Prompt errötete Brigitte erneut. Sie schämte sich solcher Gedanken.
„Woran denken Sie?", fragte Manuel, worauf sie verlegen den Blick senkte.
„Entschuldigen Sie, aber das möchte ich lieber für mich behalten. Es war nicht wichtig."
„Wie Sie meinen, gnädige Frau."
Irritiert hob sie den Kopf und schaute ihm ins Gesicht, da sie seinen Worten eine neue Distanz zu entnehmen glaubte.
„Bitte, nennen Sie mich Brigitte; das klingt nicht so schrecklich förmlich."
„Das tue ich insgeheim schon seit einigen Tagen", gestand Manuel mit entwaffnendem Lächeln. „Werden Sie mich auch beim Vornamen nennen?"
„Das tue ich insgeheim schon seit einigen Tagen", erwiderte sie mit amüsiertem Funkeln in den Augen, worauf sich sein Lächeln vertiefte.
Im Vorbeitanzen bemerkte er Udo, dessen skeptischer Blick auf ihm lagerte.
„Ich fürchte, Ihr Neffe mag mich nicht besonders."
„Oh, meine Sympathie reicht für zwei", gab sie spontan zurück, glaubte aber im gleichen Augenblick, zu viel verraten zu haben. Rasch löste sie sich etwas von Manuel, als sie ihre Freundin in der Nähe entdeckte, und führte ihn zu der schlanken Blondine.
„Helga, darf ich dir Manuel Hellberg vorstellen? Er ist der Vater unserer neuen Ärztin. – Und das Helga Busse, meine Vertraute, Freundin und ..."
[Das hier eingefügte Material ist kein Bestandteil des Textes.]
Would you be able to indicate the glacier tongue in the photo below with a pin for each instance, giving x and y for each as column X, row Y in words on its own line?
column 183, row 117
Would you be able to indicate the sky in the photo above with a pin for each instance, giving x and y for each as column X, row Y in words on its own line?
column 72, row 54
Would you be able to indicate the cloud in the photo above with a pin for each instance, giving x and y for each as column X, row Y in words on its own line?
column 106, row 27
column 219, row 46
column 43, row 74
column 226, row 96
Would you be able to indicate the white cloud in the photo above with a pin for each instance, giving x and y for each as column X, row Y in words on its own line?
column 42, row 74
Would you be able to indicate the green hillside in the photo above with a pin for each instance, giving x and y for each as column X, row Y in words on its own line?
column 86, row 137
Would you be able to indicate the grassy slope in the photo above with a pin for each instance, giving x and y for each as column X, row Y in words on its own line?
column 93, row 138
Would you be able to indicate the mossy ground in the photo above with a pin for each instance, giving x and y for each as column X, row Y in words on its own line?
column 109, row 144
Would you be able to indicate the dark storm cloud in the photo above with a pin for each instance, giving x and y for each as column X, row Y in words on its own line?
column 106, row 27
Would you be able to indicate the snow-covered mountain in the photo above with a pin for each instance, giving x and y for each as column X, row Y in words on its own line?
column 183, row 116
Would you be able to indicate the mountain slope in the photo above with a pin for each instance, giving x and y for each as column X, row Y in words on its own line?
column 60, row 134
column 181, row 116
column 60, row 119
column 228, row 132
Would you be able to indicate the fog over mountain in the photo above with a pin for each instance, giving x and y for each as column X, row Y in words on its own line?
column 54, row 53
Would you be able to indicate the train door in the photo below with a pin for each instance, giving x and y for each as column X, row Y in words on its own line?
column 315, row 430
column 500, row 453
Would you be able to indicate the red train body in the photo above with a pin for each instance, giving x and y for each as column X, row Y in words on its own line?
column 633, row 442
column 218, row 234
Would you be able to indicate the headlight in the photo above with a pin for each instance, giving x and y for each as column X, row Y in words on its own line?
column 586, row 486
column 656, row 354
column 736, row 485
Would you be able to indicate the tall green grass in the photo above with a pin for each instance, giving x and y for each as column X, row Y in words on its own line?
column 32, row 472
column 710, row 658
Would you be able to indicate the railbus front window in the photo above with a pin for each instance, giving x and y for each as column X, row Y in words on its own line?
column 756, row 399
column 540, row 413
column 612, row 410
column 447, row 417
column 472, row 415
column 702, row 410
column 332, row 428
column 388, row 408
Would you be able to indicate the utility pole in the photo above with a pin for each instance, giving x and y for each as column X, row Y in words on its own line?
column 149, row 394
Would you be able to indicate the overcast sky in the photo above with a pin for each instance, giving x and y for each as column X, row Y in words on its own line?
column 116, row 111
„Frau Gundlach! Telefon für Sie", unterbrach das Hausmädchen die Gastgeberin, worauf Brigitte sich entschuldigte und der jungen Frau in die Halle folgte.
„Ich bin hier sozusagen Mädchen für alles", sagte Helga daraufhin und reichte dem Schriftsteller die Hand. „Es freut mich, Ihre Bekanntschaft zu machen, Herr Hellberg –zumal ich schon sehr gespannt auf Sie war."
„Die Freude ist ganz auf meiner Seite", entgegnete er und ergriff ihre Hand. „Wieso waren Sie denn neugierig auf mich?"
„Das hätte ich wohl besser für mich behalten sollen", tadelte sie sich selbst, überlegte dann aber, dass ein wenig Schicksal spielen nicht schaden könne. „Na ja, Brigitte hat mir nach ihrer ersten Begegnung mit Ihnen verraten, dass sie das Gefühl einer merkwürdigen Vertrautheit verspürt hätte. So etwas sei ihr nur einmal im Leben passiert: als sie vor vielen Jahren ihren Eduard kennenlernte.“ Bedauernd hob sie die Schultern. „Doch dann hat sie erfahren, dass Sie angeblich der Ehemann von Frau Dr. Hellberg sind."
Erwartungsvoll hob Manuel die Brauen.
„Und als sie von meiner Tochter hörte, dass ich nur der Vater bin?"
Dieser Mann machte einen ehrlichen Eindruck auf sie, so dass Helga beschloss, ihm offen zu antworten.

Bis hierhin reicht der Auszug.